Desktop Apps Start to Emulate Their Mobile Counterparts

With the news coverage that mobile app development gets, you would think that desktop computers were on veritable life support. While the desktop’s eventual demise isn’t as hard to envision as it was only a few years ago, we tend to take for granted how much we do still use our desktops, given how much time we spend on our phones and tablets.

Printed publication sales have been freefalling even faster than desktops. Magazines and newspapers have been scrambling for years to try to find a way to make anywhere near as much money online as they used to in print.

One publication taking a truly novel approach to staying afloat is The Economist.

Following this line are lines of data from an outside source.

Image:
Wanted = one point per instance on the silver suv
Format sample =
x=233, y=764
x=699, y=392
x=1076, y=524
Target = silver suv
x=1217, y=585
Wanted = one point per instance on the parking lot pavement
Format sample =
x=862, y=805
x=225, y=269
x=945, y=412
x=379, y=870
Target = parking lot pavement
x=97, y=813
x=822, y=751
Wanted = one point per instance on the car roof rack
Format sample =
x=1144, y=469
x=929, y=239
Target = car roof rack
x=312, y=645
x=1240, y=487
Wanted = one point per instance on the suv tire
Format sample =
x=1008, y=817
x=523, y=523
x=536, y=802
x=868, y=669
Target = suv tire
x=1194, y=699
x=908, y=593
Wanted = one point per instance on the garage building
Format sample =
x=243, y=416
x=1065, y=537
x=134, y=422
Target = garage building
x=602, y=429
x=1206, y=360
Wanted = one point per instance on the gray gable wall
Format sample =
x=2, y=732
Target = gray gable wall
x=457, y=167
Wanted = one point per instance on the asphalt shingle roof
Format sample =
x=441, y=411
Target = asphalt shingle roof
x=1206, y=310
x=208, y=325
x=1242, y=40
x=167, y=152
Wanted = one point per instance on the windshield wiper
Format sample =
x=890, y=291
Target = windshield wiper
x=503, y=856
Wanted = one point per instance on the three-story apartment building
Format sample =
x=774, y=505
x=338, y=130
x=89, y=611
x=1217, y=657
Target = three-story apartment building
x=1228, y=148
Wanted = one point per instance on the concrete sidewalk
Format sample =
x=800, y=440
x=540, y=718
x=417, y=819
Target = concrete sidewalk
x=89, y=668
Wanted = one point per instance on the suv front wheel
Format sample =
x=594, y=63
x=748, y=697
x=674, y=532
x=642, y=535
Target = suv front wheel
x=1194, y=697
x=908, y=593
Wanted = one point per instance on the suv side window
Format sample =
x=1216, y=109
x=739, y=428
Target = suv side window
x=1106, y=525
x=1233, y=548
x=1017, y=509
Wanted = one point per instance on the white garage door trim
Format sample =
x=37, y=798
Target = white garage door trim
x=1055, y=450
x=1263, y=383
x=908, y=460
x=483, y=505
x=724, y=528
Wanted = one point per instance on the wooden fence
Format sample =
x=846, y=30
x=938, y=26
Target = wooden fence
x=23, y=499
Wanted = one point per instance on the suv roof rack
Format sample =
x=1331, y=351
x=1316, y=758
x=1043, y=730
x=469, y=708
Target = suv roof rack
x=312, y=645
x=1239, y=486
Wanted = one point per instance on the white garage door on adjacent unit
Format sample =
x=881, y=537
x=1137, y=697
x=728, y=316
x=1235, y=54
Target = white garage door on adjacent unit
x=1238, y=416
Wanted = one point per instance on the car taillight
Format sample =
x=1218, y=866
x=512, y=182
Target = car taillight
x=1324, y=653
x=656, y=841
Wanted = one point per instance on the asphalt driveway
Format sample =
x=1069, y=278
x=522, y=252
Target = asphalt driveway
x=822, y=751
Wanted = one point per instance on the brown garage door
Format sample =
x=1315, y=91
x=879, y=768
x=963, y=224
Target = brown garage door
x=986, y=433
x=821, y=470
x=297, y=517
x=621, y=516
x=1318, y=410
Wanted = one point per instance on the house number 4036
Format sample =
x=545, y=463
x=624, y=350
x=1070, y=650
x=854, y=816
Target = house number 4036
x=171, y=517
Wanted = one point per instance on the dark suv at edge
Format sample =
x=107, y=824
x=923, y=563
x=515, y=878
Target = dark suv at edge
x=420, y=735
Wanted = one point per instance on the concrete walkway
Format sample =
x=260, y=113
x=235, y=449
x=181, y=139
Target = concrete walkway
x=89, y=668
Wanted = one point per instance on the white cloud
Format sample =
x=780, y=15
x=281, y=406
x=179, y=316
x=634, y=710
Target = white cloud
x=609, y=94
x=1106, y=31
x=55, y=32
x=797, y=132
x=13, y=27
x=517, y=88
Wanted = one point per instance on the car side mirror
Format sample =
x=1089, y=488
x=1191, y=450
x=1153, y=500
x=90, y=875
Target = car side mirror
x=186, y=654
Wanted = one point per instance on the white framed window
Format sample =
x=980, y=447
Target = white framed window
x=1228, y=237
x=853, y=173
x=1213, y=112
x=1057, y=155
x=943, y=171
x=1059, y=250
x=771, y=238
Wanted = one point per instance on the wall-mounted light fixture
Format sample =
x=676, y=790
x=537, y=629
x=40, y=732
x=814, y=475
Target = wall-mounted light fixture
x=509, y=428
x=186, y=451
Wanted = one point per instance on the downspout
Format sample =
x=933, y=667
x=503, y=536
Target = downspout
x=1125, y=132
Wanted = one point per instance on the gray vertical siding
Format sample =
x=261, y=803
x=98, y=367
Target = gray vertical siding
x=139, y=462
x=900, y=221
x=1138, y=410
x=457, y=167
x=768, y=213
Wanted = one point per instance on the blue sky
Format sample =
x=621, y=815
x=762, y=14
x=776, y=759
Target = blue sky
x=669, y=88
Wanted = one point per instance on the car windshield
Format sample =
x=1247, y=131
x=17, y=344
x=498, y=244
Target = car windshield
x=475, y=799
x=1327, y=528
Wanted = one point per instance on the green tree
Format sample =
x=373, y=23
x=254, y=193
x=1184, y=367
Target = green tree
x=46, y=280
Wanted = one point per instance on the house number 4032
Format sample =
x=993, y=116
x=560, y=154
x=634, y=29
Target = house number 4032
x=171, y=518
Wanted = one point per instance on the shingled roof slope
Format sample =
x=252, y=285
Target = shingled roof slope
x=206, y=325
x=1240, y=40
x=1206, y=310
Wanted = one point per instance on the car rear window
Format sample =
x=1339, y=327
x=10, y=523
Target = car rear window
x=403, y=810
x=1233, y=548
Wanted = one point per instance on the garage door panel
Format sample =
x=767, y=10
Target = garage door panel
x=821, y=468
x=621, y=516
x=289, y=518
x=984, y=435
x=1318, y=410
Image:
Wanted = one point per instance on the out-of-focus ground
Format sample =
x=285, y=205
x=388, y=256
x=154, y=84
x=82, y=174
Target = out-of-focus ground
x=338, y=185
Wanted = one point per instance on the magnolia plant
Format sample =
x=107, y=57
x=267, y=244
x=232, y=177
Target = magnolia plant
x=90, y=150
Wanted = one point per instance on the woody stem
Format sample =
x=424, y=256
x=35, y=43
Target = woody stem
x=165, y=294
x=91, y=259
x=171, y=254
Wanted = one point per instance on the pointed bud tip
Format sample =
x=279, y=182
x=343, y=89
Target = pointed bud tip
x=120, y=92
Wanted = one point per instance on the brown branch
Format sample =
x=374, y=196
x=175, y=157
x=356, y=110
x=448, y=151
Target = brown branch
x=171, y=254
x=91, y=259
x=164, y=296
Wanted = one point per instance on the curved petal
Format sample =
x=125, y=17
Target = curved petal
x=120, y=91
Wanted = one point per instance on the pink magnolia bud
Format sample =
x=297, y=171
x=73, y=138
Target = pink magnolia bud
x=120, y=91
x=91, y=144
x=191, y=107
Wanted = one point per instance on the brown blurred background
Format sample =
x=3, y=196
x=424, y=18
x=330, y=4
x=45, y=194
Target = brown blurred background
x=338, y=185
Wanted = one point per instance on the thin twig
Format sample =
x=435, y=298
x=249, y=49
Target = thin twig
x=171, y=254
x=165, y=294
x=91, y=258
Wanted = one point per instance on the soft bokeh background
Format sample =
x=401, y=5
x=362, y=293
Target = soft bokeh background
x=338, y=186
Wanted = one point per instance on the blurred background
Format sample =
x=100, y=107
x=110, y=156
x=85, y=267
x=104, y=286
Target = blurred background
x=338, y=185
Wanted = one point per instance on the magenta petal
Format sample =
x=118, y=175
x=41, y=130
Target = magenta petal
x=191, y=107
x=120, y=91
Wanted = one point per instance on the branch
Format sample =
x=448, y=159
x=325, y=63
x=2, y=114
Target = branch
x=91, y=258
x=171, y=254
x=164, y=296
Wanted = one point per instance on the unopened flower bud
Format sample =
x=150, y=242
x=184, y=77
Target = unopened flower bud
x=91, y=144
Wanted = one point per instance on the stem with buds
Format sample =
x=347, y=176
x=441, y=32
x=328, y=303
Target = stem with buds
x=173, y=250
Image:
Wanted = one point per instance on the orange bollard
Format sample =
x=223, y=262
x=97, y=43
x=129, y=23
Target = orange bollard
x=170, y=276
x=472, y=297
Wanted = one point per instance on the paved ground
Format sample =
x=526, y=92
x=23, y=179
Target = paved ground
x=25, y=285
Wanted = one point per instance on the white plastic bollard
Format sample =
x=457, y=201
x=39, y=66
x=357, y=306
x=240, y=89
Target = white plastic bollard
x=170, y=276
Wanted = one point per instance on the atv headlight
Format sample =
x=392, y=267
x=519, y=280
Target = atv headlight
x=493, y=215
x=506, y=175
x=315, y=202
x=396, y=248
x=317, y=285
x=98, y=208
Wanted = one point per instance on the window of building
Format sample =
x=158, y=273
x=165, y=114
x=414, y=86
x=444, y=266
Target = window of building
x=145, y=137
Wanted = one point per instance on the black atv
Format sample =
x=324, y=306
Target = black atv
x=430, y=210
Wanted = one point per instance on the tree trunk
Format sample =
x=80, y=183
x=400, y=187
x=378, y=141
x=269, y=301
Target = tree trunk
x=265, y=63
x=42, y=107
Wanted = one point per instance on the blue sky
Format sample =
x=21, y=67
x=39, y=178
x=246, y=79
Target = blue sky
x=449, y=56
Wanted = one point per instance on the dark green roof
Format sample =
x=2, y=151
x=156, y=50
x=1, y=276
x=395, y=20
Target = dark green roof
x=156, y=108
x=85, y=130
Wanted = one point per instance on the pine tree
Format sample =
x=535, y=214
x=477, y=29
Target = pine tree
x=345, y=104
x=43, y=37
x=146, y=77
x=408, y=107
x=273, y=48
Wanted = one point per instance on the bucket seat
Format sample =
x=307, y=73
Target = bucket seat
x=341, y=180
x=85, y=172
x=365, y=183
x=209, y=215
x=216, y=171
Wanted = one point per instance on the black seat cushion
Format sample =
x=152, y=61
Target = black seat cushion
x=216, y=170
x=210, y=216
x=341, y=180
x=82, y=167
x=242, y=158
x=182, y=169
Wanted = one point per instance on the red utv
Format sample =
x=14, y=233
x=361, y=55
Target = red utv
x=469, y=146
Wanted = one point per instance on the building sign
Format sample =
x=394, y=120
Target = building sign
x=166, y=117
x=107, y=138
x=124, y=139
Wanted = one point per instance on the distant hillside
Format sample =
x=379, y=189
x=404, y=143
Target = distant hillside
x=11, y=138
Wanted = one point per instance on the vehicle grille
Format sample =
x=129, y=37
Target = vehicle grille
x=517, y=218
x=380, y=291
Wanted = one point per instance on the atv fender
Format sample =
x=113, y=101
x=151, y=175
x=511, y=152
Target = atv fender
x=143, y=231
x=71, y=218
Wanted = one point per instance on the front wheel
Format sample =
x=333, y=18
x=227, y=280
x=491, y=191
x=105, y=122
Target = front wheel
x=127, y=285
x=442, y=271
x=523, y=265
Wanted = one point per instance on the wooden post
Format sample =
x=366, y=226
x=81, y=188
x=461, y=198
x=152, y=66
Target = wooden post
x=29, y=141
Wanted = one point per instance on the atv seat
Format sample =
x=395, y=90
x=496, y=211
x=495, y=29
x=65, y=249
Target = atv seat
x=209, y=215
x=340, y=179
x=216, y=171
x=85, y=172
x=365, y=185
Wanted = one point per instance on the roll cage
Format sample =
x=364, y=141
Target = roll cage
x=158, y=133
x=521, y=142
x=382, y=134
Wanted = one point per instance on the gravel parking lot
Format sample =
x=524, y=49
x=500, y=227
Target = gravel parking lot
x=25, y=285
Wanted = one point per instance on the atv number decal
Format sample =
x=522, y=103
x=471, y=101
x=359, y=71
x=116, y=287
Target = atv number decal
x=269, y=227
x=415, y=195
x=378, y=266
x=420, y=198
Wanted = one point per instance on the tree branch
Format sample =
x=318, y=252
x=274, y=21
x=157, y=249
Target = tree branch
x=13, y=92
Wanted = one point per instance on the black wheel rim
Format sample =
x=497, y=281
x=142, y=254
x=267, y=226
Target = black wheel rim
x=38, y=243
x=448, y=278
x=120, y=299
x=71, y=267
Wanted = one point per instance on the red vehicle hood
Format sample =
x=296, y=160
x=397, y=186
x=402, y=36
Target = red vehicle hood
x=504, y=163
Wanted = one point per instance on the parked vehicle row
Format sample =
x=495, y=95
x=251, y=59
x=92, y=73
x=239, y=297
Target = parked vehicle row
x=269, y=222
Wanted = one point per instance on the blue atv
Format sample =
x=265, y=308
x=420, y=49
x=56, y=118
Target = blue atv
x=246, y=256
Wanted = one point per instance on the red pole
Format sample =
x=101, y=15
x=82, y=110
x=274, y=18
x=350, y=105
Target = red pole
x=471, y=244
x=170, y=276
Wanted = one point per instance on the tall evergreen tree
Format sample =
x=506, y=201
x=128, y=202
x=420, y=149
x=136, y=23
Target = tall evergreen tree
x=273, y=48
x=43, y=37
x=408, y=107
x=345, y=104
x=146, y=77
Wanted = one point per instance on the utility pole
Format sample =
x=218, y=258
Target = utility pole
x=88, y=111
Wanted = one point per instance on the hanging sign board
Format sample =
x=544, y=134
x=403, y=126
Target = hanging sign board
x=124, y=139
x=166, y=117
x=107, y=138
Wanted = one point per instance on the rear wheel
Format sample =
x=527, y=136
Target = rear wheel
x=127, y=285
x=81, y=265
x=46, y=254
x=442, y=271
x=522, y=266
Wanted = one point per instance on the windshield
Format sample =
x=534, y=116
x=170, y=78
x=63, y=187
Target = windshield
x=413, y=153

The weekly magazine will soon launch a new app, not built for mobile devices (they, like most magazines, already have one), but for the believed-to-be hospice-ridden desktop.

What are people like Tom Standage, digital editor at the magazine, hoping will drive readers to download the new Google Chrome app? Standage tells BtoBonline.com that the desktop-based app will uniquely provide "…an iPad-like experience where you read the print edition content in a full-screen environment but on a desktop or laptop…."

The developers behind the digital version of The Economist could really be onto something. We’re not always on our phones or laptops; most of us still spend a great deal of time sitting at our desks on desktop computers.

While we may long for our lunch break or closing time so we can fire up our phones and tablets again, The Economist is making that time away not quite so painful by giving your desktop a facelift to look as similar to your mobile devices as possible.

Facebook’s developers are making similar changes and recently let users know that soon “the newsfeed will have the same look and feel (wherever) it's accessed, whether across the desktop, smartphone or tablet.”

It’s actions like these that are prolonging not just the existence of desktop development, but also its value, appeal, and necessity. VentureBeat points out:

A recent Kendo UI Global Developer Survey found that 60% of software development done with HTML5 is targeting desktops. Mobile devices may be on the rise, but desktops remain vitally important to information workers and those users need software.

Mobile devices may have at one time had to prove they could do everything a desktop could do; now it’s the desktop’s turn to do its best to resemble its younger siblings.